We come, then, to plaintiff’s appeal from the denial of its motion for an adjudication of infringement and for an accounting. If plaintiff is not barred by laches this relief is proper. 28 U.S.C. § 2202 specifically provides that: “Further necessary or proper relief based on a declaratory judgment or decree may be granted, after reasonable notice and hearing, against any adverse party whose rights have been determined by such judgment.” We take this to mean that the further relief sought—here monetary recompense—need not have been demanded, or even proved, in the original action for declaratory relief.
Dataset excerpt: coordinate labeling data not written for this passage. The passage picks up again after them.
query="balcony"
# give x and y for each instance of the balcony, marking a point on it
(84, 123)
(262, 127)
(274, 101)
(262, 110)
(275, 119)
The section authorizes further or new relief based on the declaratory judgment, and any additional facts which might be necessary to support such relief can be proved on the hearing provided in the section or in an ancillary proceeding if that is necessary. Cf. Security Ins. Co. of New Haven v. White, 10 Cir., 236 F.2d 215. Here the further demand for relief is based on the declaration of plaintiff’s ownership of the songs at issue and, unless otherwise barred, is proper under the statute. The real question, then, is whether the district court was correct in holding that the eleven-year delay between the institution of the suit and the trial constitutes laches which estops plaintiff from now receiving the further relief which it seeks.

Plaintiff instituted this action in 1944, some six years after it had notice of threatened infringement by defendant’s predecessor. We see no basis for the application of laches concerning this six-year period, for it appears that in 1941 (some three years after notice) plaintiff commenced a suit against defendant’s predecessor concerning the renewed copyright in one of Howard’s songs where the question at issue was the effect of the 1916 conveyance. Although that suit was discontinued, Edward B. Marks Music Corp. v. Jerry Vogel Music Co., D.C.S.D.N.Y., 49 F.Supp. 135, it was dropped only after defendant’s predecessor withdrew her claim to the song under the conveyance, which would indicate that defendant’s predecessor then believed that the 1916 conveyance did not pass renewal rights. Under the circumstances it seems clear that the plaintiff can be charged with no serious delay in instituting the suit.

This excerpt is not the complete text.